Releasing me, she started firing questions like a quiz master, making me roll my eyes. "Later mumma."

"I missed you so much! I don't know what I'll do once you're off to college." She hugged me again. "Oh and tell Kian and Aryan they're coming with us, their mothers must have texted them."

"She did, thanks for the lift auntie." Aryan emerged from the crowd, followed by a sleepy-looking Kian.

Together, the four of us managed to load the car's trunk with three suitcases and headed home. My mother insisted that I sit behind with the two of them, out of a strange notion of politeness.

"So...did you guys have fun?"

"Very!" Aryan launched into an excited, one-sided conversation about all the things we had seen and done in the past week, down to every last, irrelevant detail. His animated voice was easy to tune out, since that was pretty much all I had heard whenever we had visited a monument in these past few days. It didn't help that I was stuck between them.

Yawning in my fist, I glanced in the direction of Kian, who was completely engrossed in his phone.

That's unlike him.

"What're you looking at?"

He jumped as if skinned alive, dropping his phone in the process, which landed near my foot. Not giving me a chance to help, he bent at an awkward angle to retrieve it, bumping our heads in the process.

"Ouch sorry! You just surprised me." He chuckled weakly, moving back in his seat again.

"Are you both okay?" Ma asked, her concerned eyes meeting mine in the rear-view mirror.

"Fine," we said simultaneously.

"So...what were you looking at?" I quietly questioned Kian for the second time as ma resumed chatting with Aryan.
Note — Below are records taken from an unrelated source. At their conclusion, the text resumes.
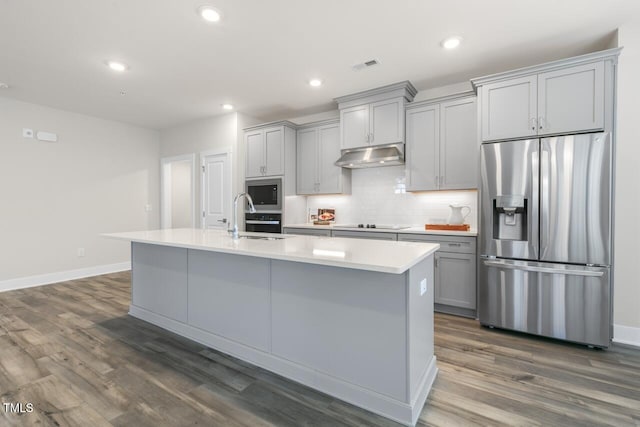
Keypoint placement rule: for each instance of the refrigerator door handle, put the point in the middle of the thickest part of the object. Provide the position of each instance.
(550, 270)
(534, 225)
(545, 199)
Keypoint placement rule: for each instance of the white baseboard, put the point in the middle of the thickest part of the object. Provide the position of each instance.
(370, 400)
(62, 276)
(627, 335)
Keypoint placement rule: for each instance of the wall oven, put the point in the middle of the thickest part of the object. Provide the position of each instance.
(266, 194)
(263, 222)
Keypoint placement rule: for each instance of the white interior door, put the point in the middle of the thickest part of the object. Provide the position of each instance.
(177, 207)
(216, 190)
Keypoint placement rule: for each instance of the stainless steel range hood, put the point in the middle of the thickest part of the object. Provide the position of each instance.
(368, 157)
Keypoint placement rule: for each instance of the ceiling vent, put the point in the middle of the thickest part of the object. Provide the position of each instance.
(366, 64)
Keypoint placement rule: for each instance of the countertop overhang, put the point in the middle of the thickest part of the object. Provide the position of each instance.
(371, 255)
(411, 230)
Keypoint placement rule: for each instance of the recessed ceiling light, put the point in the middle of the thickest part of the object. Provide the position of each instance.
(209, 14)
(117, 66)
(451, 42)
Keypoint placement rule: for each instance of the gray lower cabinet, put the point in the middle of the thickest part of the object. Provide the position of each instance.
(308, 231)
(455, 272)
(374, 235)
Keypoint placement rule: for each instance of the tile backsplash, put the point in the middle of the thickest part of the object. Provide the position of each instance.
(378, 196)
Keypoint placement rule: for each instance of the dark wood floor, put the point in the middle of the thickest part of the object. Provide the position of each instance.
(71, 350)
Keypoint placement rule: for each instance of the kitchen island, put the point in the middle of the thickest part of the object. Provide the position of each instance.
(348, 317)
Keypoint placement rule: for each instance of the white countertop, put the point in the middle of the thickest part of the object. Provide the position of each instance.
(371, 255)
(410, 230)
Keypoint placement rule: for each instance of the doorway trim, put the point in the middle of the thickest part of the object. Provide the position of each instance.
(165, 188)
(203, 186)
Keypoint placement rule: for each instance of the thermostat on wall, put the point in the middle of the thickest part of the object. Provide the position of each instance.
(47, 136)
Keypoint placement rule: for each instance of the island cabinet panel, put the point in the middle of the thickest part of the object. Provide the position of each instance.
(159, 279)
(346, 323)
(420, 324)
(229, 296)
(455, 272)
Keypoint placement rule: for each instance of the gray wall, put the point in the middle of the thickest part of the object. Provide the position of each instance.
(58, 197)
(219, 133)
(627, 205)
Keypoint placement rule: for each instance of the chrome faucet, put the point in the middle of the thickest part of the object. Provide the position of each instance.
(252, 209)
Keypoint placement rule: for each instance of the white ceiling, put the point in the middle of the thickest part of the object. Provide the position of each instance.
(261, 55)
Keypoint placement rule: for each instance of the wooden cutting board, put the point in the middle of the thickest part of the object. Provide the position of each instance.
(448, 227)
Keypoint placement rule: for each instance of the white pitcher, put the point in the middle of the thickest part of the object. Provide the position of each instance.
(457, 217)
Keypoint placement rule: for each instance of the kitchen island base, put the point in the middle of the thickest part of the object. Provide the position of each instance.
(364, 337)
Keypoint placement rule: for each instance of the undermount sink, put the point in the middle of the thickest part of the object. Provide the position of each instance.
(261, 237)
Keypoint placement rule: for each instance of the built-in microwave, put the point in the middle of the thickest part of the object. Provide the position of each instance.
(266, 194)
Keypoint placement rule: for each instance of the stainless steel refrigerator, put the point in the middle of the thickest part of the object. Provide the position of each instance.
(545, 237)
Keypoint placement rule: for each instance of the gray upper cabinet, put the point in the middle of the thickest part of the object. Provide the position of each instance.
(254, 146)
(264, 152)
(386, 122)
(509, 109)
(459, 145)
(423, 147)
(307, 161)
(374, 117)
(442, 145)
(318, 147)
(270, 150)
(274, 151)
(378, 123)
(572, 99)
(560, 97)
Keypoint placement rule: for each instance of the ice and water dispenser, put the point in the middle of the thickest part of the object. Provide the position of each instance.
(510, 218)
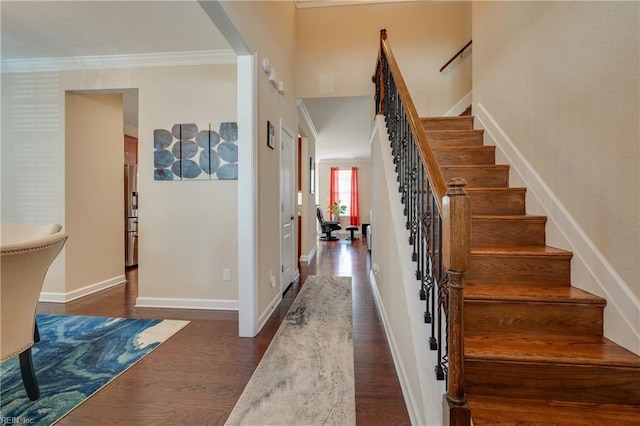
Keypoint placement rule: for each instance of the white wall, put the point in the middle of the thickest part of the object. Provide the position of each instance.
(188, 230)
(307, 211)
(337, 49)
(396, 290)
(558, 84)
(269, 28)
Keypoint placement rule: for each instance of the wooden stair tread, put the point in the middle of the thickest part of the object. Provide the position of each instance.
(465, 148)
(496, 190)
(502, 217)
(553, 349)
(476, 166)
(453, 133)
(500, 410)
(530, 293)
(450, 122)
(519, 251)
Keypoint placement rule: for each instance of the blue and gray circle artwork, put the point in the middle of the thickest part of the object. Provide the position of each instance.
(162, 174)
(209, 161)
(184, 152)
(229, 131)
(188, 169)
(162, 138)
(185, 149)
(184, 131)
(228, 152)
(207, 139)
(163, 158)
(228, 172)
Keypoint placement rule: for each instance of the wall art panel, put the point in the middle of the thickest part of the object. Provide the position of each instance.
(192, 152)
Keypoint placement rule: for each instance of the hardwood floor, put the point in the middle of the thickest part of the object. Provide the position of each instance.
(197, 376)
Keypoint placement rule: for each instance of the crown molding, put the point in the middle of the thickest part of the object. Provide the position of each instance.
(203, 57)
(304, 4)
(304, 112)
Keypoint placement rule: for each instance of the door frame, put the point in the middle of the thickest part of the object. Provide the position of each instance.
(287, 212)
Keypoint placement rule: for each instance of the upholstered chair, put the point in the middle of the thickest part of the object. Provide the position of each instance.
(27, 252)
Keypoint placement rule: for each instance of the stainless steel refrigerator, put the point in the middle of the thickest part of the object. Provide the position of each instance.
(130, 215)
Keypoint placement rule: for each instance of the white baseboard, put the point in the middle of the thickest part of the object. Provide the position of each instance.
(54, 297)
(590, 270)
(309, 257)
(175, 303)
(267, 312)
(461, 106)
(397, 360)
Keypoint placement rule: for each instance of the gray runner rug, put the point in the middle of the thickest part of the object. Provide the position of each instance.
(306, 375)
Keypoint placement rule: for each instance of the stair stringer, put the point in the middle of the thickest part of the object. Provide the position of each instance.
(395, 289)
(590, 270)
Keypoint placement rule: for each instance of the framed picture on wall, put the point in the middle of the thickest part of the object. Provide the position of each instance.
(312, 176)
(271, 135)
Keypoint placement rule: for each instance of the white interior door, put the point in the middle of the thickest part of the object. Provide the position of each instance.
(287, 215)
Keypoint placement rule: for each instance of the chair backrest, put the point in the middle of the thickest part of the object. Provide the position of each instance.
(26, 252)
(319, 215)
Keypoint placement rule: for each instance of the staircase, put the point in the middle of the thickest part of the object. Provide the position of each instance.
(534, 347)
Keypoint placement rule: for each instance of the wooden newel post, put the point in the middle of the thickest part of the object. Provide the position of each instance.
(456, 255)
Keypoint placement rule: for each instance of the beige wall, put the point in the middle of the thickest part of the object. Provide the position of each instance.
(268, 27)
(188, 230)
(561, 79)
(338, 46)
(94, 202)
(308, 208)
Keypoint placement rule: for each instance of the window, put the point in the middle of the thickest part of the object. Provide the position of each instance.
(344, 189)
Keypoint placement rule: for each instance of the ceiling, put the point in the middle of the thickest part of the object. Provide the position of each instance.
(36, 30)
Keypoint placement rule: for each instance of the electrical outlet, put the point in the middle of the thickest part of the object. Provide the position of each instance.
(272, 279)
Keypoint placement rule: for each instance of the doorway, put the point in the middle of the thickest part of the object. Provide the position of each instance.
(287, 208)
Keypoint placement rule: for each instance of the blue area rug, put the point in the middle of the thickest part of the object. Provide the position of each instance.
(77, 356)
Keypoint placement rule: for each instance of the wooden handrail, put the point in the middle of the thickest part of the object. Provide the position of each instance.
(450, 247)
(426, 153)
(455, 56)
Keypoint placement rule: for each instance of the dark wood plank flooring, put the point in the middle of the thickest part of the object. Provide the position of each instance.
(197, 376)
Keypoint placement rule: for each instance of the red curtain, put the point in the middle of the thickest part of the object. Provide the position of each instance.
(334, 190)
(355, 205)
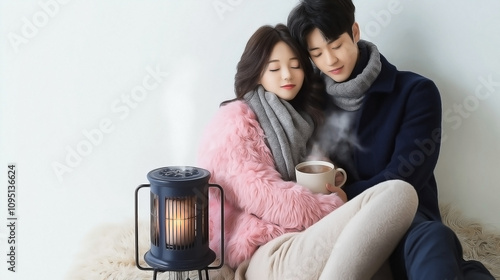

"Nothing, just going through my marks again." He hastily locked his phone, averting his eyes.

Our class twelfth board results had been released two days before, one of the many reasons we decided to stay in our hotels on that day, to be close to a good wifi. Though I had been fairly satisfied with my ninety three percent, I knew it would mean nothing if I didn't clear my medical entrance. That made it hard to be happy over it, especially since my NEET results could be announced any day now.

Kian had also scored somewhere in the nineties, which was why I found it hard to believe that he was re-checking his result. No, I could tell that he was lying but I didn't get the chance to interrogate him further.

{[]}

"So you won't change your mind about leaving the country then?"

"Nope." Alia smiled, leaning against the pile of clothes on her bed that resembled the aftermath of a volcano-like wardrobe eruption. "I told you there aren't good enough courses for archaeology available in India."

"I didn't think you were serious!" I spluttered, "what's wrong with a normal history major? You could easily land in a good DU college with your grades."

Alia's total percentage was ninety six point two, with a hundred in history. It came as a pleasant surprise because she had always pegged me as a seventy five – eighty sort of girl.

She huffed out a breath, moving a loose strand of hair in the process. "It's not the same."

"But why? Isn't history perfect for a core subject in IAS? Or am I missing something?"